Given a **`1-indexed`** array of integers numbers that is already sorted in non-decreasing order, find two numbers such that they add up to a specific `target` number. Let these two numbers be `numbers[index1]` and `numbers[index2]` where `1 <= index1 < index2 <= numbers.length`.

Return the indices of the two numbers, `index1` and `index2`, added by one as an integer `array [index1, index2]` of length `2`.

Example 1:

```
Input: numbers = [2,7,11,15], target = 9
Output: [1,2]
Explanation: The sum of 2 and 7 is 9. Therefore, index1 = 1, index2 = 2. We return [1, 2].
```

Example 2:

```
Input: numbers = [2,3,4], target = 6
Output: [1,3]
Explanation: The sum of 2 and 4 is 6. Therefore index1 = 1, index2 = 3. We return [1, 3].
```

Example 3:

```
Input: numbers = [-1,0], target = -1
Output: [1,2]
Explanation: The sum of -1 and 0 is -1. Therefore index1 = 1, index2 = 2. We return [1, 2].

```

Constraints and Statements:

* The tests are generated such that there is exactly one solution. You may not use the same element twice.
* Your solution must use only constant extra space.

Questions to Clarify:

* **Negative Numbers**: Can the input array contain negative numbers? Yes.
* **Duplicate Numbers**: Can the input array contain duplicate numbers? No.
* **Unique Solution**: Is it guaranteed that there will always be exactly one solution? Yes.
* **Indices Required**: Do we need to return the actual indices of the solution numbers, or just the numbers themselves? Actual indices of the solution numbers.

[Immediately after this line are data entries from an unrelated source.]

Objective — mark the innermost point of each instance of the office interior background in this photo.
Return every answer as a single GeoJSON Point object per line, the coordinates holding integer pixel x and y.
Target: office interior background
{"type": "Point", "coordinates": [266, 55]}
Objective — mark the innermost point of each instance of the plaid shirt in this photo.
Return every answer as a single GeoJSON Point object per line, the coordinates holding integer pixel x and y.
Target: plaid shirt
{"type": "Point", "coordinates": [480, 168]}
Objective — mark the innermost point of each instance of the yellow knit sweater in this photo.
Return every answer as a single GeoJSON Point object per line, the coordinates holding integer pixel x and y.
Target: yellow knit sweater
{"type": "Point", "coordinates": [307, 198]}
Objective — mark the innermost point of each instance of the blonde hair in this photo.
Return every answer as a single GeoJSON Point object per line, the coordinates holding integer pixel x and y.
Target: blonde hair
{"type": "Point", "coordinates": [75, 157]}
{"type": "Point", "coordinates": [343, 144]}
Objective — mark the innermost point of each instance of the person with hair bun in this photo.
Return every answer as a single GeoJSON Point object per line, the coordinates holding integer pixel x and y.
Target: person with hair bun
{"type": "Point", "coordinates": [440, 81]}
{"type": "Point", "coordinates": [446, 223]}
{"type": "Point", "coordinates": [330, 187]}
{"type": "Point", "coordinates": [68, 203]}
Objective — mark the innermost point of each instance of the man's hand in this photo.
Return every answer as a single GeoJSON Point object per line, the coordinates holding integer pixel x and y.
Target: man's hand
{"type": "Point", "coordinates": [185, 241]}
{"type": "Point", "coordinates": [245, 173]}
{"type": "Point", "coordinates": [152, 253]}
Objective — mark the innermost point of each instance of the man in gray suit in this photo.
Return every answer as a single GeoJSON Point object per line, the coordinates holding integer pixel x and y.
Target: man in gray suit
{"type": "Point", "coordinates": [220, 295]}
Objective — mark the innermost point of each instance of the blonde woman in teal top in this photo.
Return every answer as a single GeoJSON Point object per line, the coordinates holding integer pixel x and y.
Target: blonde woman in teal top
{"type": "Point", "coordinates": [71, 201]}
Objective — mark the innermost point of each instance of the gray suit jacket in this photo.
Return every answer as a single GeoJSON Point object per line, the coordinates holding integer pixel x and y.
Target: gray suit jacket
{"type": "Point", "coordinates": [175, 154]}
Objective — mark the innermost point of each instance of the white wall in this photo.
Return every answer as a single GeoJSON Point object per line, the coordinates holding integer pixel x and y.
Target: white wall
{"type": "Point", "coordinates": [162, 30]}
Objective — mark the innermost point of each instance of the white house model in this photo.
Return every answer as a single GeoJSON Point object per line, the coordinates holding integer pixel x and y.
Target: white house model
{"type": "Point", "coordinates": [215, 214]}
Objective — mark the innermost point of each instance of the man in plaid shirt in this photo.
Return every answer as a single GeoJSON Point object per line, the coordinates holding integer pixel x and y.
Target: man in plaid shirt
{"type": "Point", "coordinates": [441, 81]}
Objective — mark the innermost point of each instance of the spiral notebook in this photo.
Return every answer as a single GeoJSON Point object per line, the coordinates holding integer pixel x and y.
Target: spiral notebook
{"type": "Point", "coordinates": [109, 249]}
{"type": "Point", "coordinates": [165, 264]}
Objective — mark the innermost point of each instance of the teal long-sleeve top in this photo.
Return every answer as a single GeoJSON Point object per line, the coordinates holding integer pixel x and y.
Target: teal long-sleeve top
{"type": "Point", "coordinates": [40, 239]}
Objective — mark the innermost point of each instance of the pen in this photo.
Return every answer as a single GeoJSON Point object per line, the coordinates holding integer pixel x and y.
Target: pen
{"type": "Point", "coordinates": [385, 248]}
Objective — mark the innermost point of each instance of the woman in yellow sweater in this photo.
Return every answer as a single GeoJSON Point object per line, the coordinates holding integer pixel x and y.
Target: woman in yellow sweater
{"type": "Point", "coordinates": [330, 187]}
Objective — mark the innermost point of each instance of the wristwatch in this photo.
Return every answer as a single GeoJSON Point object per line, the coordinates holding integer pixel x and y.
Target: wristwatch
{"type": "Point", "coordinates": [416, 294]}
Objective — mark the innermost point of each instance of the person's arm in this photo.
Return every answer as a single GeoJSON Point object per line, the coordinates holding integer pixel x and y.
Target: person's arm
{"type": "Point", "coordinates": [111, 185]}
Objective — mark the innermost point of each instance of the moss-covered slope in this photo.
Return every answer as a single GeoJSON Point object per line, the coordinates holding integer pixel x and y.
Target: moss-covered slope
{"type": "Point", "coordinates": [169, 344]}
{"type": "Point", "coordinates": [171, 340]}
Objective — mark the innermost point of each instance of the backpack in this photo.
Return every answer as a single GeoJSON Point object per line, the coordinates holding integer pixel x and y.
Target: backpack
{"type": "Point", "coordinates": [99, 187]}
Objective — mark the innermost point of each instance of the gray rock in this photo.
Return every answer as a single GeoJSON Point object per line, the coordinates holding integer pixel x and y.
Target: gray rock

Additional Considerations:

* **Array Size**: What are the expected size limits for the input array?
* **Time and Space Complexity**: Are there any specific time or space complexity requirements for the solution? Yes, constant extra space and `O(N)` time Complexity.

Now, all requirements are clear: we can't use a hash table, and we need to solve this problem with `O(N)` time complexity. So, the nested loop is also not valid for this problem.

### Solutions

As we know, array elements are already in sorted order, and with a sorted array, we can follow the *two-pointer* approach.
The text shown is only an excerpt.